Wie gut die Zehlendorfer Gemeindevertretung die ihr gegebenen Möglichkeiten zu nutzen verstand, geht aus einer Zusammenstellung ihrer Arbeit hervor, die sie zwölf Jahre später, 1884, veröffentlichte. Die dort genannten 36 Punkte zeigen, wie durch die Arbeit der Gemeindevertretung das Leben im vormals ländlichen Zehlendorf den Anforderungen angepasst wurde, denen sich der boomende Vorort der Hauptstadt des deutschen Kaiserreichs stellen musste. Hier seien nur einige dieser drei Dutzend Erfolgsmeldungen genannt:
- Aufstellung eines Bebauungsplanes
- Verschönerung der Dorfaue durch Anpflanzungen
- Bildung einer freiwilligen Feuerwehr
- Ankauf des Gemeindewäldchens
- Aufstellung eines Orts-Status für den Bau von Straßen und Plätzen
- Einrichtung eines Wochenmarkts
- Verhinderung der Anlegung von Rieselfeldern unweit des Ortes
- Pflasterung von Straßen
- Vertrag mit den Charlottenburger Wasserwerken zur Lieferung von Wasser
- Einführung eines Regulativs betreffs Zahlung von Abgaben für öffentliche Lustbarkeiten
Durch die Gemeindevertretung und ihre Arbeit, so schrieb unser Ortschronist Paul Kunzendorf damals, ergaben sich „Jahre ruhiger und steter Entwicklung für Zehlendorf, und der Ort konnte sich in allen Erscheinungen des Verkehrs und des öffentlichen Lebens, vor allem in der Konkurrenz mit anderen Vororten Berlins, sehen lassen.“
Dennoch darf man sich die Kommunalpolitik nicht so durchstrukturiert und politisiert wie heute vorstellen. Gleich in der ersten Sitzung wurde von der Gemeindevertretung z.B. beschlossen, dass nicht regelmäßig, sondern nur bei Bedarf getagt werden sollte. Außerdem, so weist unser heutiger Experte für Zehlendorf im Kaiserreich, Dr. Kurt Trumpa, hin, ging damals in dem kleinen Örtchen Zehlendorf alles noch sehr viel familiärer zu als heute. Nicht nur, dass anfangs die Kommunalpolitik von den Zehlendorfer Clans gemacht wurde, sondern wenn man sich beim Friseur oder am Stammtisch traf, wurde dort genauso Politik gemacht wie bei den viel unregelmäßigeren Sitzungen der Gemeindevertretung.
Das gleiche galt auch für den ältesten Zehlendorfer Verein, den noch heute bestehenden Männer-Gesangsverein von 1873, der nur ein Jahr jünger ist als die Gemeindevertretung und der zumindest am Anfang von seinen Mitgliedern her ziemlich identisch mit den Angehörigen der Gemeindevertretung gewesen sein dürfte.
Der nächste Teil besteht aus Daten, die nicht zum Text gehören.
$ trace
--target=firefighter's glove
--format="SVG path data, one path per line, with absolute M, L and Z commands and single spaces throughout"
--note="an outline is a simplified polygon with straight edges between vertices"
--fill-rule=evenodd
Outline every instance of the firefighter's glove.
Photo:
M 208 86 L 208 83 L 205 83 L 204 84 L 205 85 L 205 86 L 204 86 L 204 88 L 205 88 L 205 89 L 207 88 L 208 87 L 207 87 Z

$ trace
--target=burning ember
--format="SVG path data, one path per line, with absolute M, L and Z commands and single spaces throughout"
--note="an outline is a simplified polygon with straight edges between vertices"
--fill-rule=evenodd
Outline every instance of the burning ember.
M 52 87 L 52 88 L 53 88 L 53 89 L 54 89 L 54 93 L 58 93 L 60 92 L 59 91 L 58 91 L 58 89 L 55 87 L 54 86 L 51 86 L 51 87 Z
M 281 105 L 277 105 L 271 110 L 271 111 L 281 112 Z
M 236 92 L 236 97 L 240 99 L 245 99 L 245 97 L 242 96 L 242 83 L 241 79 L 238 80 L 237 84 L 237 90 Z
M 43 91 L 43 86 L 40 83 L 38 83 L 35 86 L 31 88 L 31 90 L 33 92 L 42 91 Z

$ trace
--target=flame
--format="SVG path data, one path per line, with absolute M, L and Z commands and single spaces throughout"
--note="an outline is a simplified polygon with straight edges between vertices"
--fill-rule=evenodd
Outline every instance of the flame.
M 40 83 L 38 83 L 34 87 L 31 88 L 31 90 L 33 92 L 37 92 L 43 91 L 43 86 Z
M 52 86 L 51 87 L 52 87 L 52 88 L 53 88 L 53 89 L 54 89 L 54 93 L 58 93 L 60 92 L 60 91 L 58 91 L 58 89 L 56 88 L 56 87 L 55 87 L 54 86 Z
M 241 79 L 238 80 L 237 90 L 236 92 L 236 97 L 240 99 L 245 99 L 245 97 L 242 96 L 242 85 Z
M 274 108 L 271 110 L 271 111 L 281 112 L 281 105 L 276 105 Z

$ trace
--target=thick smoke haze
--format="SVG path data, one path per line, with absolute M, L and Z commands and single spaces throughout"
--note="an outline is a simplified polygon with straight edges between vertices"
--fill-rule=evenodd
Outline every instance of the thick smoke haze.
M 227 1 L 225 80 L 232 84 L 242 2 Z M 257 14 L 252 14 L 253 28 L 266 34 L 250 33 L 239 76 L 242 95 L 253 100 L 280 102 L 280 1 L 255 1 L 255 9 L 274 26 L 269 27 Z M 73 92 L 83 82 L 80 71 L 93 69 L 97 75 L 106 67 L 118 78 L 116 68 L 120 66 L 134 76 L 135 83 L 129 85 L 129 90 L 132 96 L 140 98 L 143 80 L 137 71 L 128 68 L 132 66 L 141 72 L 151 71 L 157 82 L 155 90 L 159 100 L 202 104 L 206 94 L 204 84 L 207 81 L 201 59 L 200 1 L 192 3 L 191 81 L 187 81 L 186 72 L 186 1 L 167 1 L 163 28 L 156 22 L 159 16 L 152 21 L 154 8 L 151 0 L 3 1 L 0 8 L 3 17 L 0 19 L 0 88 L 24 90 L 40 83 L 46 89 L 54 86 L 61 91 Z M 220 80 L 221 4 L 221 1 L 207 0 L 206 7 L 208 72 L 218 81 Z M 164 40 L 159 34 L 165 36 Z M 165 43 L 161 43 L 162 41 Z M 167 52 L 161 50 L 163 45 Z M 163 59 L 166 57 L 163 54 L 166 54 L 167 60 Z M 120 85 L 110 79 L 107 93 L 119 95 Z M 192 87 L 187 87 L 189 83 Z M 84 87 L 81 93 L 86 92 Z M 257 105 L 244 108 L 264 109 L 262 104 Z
Es war also gar nicht nötig, regelmäßig zu tagen, solange der Männergesangsverein nur regelmäßig probte! Abgestimmt werden musste freilich in der Gemeindeversammlung.
Trotz, oder vielleicht auch wegen, dieser familiären Atmosphäre lief die demokratische Selbstbestimmung in der Zehlendorfer Gemeindeversammlung gut an, so dass zwölf Jahre später der erwähnte Erfolgsbericht gegeben werden konnte.